Thank you so much! That is what I wanted to hear. Ordered wired cable release for now for $5 and change. But will get RF one as soon as other major parts are in place Best regards, Vlad
>It's the best remote I've used so far (I've got an MC-30 and >a Phottix as well) - it's worth getting just for the tiny size >of the receiver.
I found from reviews that RFN-4S does not play with bracketing - it just locks up the D800. please see the quote belew
"When you hold the button down on the RFN-4s it goes into Bulb mode. You have to release it and press it again to unlock the camera. This system interferes with the D800 bracketing burst when used with CH exposure mode"
Any other RF outthere that works perfect with all features of D800?
>I tested mine with the D800E and the results were as >follows. > >RFN-4s works fine on all of these settings: > >• BULB (press for 1 second to open shutter, press again to >close) >• BKT >• MUP >• S >• CL/CH (press for 1 second) >• BKT + MUP >• BULB + MUP > >The only setting where RFN-4s gets confused is this one: > >• CL/CH + BKT (camera locks up but will complete BKT sequence >if camera powered off and on again) >
Thanks for the full and quick response.
I just read someplace that even in CL/CH + BKT camera locks after completing all frames!!!!! pressing remote button (or maybe shutter release button???, not sure what the poster meant) half way down will bring camera back to life.

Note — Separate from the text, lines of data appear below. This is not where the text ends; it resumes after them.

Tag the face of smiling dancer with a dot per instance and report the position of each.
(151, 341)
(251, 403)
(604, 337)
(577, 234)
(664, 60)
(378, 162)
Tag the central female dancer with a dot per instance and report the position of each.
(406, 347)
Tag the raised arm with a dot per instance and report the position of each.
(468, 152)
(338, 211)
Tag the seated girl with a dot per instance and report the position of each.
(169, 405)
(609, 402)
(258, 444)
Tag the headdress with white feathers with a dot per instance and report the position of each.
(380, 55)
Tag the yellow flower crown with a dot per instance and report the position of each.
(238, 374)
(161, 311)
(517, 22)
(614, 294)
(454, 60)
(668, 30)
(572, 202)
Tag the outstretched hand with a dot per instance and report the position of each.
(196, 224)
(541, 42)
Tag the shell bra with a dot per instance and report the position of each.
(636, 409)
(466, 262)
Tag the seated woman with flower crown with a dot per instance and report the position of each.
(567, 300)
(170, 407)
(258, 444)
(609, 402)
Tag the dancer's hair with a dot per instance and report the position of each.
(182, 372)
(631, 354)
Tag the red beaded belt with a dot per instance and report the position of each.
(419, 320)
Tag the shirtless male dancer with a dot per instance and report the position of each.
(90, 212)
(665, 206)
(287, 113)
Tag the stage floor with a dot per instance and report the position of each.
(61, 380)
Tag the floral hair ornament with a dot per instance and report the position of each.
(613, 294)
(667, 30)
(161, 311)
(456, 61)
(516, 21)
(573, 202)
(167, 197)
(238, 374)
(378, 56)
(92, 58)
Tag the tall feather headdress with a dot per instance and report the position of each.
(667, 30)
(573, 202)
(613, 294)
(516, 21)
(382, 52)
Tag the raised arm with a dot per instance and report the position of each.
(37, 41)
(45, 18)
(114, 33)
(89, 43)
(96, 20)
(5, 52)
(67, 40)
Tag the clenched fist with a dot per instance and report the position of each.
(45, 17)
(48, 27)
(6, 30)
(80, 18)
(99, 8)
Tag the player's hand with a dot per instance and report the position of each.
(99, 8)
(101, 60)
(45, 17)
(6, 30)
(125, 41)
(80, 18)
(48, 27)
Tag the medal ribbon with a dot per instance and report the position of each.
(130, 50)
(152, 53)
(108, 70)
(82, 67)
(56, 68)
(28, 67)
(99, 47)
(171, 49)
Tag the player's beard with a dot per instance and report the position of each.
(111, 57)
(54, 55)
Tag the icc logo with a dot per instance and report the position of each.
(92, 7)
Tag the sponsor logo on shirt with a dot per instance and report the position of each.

CL/CH + BKT is the only one that might cause problems (as I said in post 21).
I just tried it again and the results were as follows:
• CL + BKT (3-shot) - worked fine on three separate runs • CL + BKT (5-shot) - worked fine on three separate runs • CH + BKT (3 shot) - worked fine on three separate runs • CH + BKT (5-shot) - locked up once in three separate runs ***
*** Camera completed and recorded all five exposures to the card. Turning the power off and on again unlocked the camera immediately.
All runs are with a 32GB Sandisk Extreme 60MB/S CF card.